I heard about the Super Skills first in the Ultimate Wealth course. Do you have any other videos about it?
Skills to master:
Persuasion. Very useful to be able to bring your points across and recruit partners.
Video presentation. The ability to come across good over video and to be able to use the medium to support your message.
Search Engine Optimisation. Having a basic understanding about how the world is being indexed and to structure your own information accordingly.
Self confidence. As far as I understand it, there is no roof to self confidence and self trust. It allows us to take risks and go for opportunities.
Teaching. To bring across information and verify the other "gets" it. This is a big difference in how much impact you can have.
Acting extravert. Even if you feel introvert, being able to channel your energy into high energy allows for connection with other people.
69 comments


I read some very good additions, some of them confirm my thoughts, others enrich them or show me another perspective on the same basic Idea.
I think developing a skill that is able to look beyond tomorrow could be a helpful one. How will things evolve in the (near) future? What impact does that have on the lifes of people? What are then possible (new) needs? And what does that mean for my business?
Training that skill is super valuable in my opinion.
175 comments





1. Creativity - Some people are gifted with creativity, but at the same time it's something you can train. For example the skill of brainstorming is one technique that can help you troubleshooting, generating new product ideas or business concepts and improving existing products. Creativity makes your mind flexible and creativity is fun.
2. Making business models and plans - You should always be aware of the business model behind your company and products. Your business model helps you making the right decisions. If things don't work out the way you expected, you can use it to find out what you should change. And of course you should always make a plan and do your maths.
3. Master your core business and keep it up to date - because it's easy to get lost in peripheral activities.
4. Act fast on opportunities - but always do a quick assessment, an impulsive decision can turn out very badly.
5. Self-discipline
6. Making sacrifices
576 comments

Listening.
Saying “no”.
Hearing “no” and keep on going.
Doing whatever it takes- many of us are creative and love starting new things. But finishing them is difficult.
Dare to stand out. Money is never in the middle.
Express yourself. Dare to put it out in the world. Nobody will find you- you will need to tell “them” that you exist.
Learning. You’re never too old to learn. Learn from a mentor, a coach, peers, and your clients.
175 comments





So true, Gerdy. Thanks! Finishing is a good one 😉
111 comments




I am a lifetime learner. I believe this is what keeps us young at heart and in mind, AND it makes us grow constantly as a person and in our profession.
Here are some things I've found useful to practice and master:
1. THE ART OF LISTENING - Listening is a skill and we can all learn it and improve on it.
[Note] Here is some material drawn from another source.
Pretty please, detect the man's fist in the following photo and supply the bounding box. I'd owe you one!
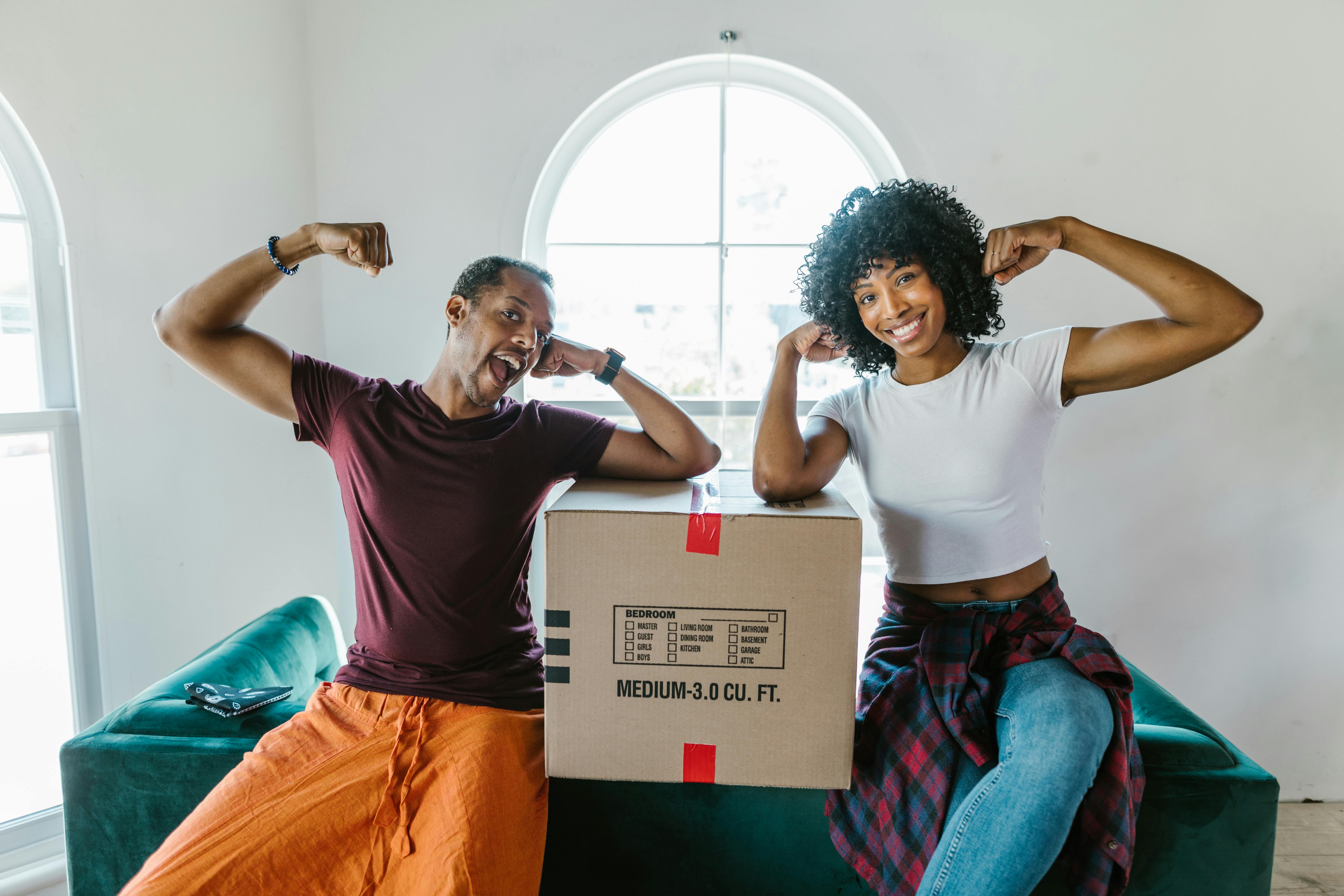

Listening means that we learn how to listen to the other not only to the words they say, but also with our heart and see what they are NOT saying and connect with them
2. PATIENCE - I'm still working on this one, but I've certainly improved on it and what a difference does it make in my daily life. So much less stress. It might be the same chaos around me, but when I tap into my patience I can handle it much better.
3. Like Nisandeh wrote DELEGATING is so important. I wish someone had taught me that long time ago and have opened my eyes to the fact that "being a strong woman" does not mean that I should do it all on my own. I think once I realised that delegating became so much easier.
276 comments


Totally agree with the listening. As for being patient, I think it would serve me to be assertive sooner in many occasions.